Fetal abdominal circumference rather than fetal femur length/abdominal circumference ratio predicts fetal malnutrition in high risk pregnancies

The aim of this study was to compare the ability of abdominal circumference (AC) and fetal femur length/abdominal circumference ratio (FFL/AC) measured by ultrasound within a period of 2 weeks before birth to predict low birth weight percentile and neonatal signs related to fetal malnutrition. From longitudinal ultrasound measurements in 35 normal pregnancies reference data of AC and FFL was obtained. FFL/AC ratio was constant from 21 weeks until term (mean 20.9, SD 1.2) (figure 1).

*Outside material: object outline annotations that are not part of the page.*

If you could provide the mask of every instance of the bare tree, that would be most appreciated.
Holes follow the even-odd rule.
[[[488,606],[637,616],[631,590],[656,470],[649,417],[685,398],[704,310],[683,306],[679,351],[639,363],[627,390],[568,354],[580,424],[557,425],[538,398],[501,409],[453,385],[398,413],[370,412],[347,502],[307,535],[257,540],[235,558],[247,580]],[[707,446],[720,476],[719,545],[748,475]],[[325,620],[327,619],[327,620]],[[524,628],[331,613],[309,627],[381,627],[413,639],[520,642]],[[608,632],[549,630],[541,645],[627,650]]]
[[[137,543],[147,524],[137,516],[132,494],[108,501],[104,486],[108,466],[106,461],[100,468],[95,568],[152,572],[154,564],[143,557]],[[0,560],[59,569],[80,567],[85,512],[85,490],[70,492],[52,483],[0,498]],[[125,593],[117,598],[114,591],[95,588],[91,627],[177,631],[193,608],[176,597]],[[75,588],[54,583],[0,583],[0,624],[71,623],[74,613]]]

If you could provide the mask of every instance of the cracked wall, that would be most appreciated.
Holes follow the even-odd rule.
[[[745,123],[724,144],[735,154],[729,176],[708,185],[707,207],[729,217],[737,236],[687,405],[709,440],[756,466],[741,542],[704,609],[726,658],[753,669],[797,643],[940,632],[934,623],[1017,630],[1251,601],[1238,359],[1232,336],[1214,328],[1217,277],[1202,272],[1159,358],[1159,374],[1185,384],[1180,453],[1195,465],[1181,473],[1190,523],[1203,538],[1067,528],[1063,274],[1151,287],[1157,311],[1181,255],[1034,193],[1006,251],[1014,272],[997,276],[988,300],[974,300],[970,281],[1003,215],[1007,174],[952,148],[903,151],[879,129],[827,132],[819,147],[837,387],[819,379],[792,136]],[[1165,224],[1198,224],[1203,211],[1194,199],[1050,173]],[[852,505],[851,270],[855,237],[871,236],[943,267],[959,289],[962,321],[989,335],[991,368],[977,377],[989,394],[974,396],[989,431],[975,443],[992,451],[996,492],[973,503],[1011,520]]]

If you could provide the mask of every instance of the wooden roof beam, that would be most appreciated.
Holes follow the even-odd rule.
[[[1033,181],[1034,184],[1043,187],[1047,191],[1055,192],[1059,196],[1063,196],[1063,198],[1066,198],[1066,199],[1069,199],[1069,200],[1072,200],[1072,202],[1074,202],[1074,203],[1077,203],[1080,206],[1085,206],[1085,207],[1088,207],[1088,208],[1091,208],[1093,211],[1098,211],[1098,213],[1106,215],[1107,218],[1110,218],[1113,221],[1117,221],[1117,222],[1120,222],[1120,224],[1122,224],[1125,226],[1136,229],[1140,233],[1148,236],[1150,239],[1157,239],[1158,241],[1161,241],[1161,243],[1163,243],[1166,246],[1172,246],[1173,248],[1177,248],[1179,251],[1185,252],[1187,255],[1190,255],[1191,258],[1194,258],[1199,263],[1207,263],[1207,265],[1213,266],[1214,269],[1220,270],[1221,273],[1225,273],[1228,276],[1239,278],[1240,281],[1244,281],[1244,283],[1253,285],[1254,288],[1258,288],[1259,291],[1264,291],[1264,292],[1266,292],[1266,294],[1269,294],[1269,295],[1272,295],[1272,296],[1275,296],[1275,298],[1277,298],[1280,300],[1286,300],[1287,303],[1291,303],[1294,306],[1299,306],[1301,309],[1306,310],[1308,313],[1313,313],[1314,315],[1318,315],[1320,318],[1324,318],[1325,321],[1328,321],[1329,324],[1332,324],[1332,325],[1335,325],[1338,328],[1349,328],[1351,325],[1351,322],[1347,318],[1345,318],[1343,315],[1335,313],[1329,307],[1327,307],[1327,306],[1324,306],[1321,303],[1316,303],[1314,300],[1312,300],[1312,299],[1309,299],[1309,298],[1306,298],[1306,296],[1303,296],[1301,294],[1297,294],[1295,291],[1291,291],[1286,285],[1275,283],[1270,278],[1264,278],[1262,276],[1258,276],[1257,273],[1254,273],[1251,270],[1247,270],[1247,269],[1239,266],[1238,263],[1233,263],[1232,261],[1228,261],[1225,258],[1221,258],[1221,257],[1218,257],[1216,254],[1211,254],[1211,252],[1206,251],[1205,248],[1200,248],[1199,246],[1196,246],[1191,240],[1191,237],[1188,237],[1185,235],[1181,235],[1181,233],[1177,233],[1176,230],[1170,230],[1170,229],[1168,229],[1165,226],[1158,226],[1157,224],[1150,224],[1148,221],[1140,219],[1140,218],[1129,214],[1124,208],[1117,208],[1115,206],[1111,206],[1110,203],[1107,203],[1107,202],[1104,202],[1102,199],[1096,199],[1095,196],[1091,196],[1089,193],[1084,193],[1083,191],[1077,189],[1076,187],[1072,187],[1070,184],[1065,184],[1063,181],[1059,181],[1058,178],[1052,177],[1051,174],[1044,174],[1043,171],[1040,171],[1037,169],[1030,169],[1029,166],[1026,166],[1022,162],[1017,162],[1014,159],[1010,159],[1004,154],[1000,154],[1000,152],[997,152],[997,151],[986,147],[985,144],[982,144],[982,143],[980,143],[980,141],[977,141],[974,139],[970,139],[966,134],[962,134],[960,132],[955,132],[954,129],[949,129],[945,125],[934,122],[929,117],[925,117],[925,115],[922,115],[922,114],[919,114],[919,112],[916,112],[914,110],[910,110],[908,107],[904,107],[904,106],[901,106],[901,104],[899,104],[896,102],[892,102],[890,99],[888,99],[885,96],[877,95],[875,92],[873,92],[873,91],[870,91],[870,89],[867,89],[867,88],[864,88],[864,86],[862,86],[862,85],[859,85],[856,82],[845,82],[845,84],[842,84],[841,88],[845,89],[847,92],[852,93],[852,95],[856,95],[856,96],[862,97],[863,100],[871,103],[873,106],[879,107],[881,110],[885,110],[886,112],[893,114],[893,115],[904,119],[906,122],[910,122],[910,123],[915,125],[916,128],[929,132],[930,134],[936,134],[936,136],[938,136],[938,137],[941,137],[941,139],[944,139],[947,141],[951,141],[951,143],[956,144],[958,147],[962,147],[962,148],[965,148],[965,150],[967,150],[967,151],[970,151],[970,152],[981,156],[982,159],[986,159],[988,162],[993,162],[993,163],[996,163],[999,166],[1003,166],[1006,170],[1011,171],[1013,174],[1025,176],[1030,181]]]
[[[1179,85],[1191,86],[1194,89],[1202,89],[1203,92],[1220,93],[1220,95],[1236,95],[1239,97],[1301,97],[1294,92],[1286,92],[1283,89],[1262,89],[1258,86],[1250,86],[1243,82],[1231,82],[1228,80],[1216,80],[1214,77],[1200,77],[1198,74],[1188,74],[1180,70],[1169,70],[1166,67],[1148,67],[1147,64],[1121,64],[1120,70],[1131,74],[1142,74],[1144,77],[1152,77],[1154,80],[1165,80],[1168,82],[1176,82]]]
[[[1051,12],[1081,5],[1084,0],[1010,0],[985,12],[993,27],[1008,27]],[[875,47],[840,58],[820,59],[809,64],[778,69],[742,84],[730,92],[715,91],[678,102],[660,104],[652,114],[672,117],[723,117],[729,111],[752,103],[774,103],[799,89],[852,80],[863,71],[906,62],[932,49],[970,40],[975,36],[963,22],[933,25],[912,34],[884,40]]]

In 350 risk pregnancies AC standard deviation score (AC-SDS) correlated far better than FFL/AC ratio with the deviation of birth weight from normal (figure 3). Furthermore AC-SDS correlated better with ponderal index (PI) and skinfold thickness (ST) than did FFL/AC ratio. Using cut-off levels on AC-SDS and FFL/AC ratio, which selected about 30% of the population, the sensitivity of AC-SDS in predicting the infant being LGA was 81.8% versus 42.9% using FFL/AC ratio (table II). The prediction of the infant being SGA was not improved when the change in AC-SDS or FFL/AC over the last 6-8 weeks of pregnancy was considered. We conclude that AC-SDS correlates well with birth weight deviation and predicts the infant being SGA with a precision equal to the best results reported in the literature, and that FFL/AC ratio is unreliable even when GA is not known because of a high false positive rate.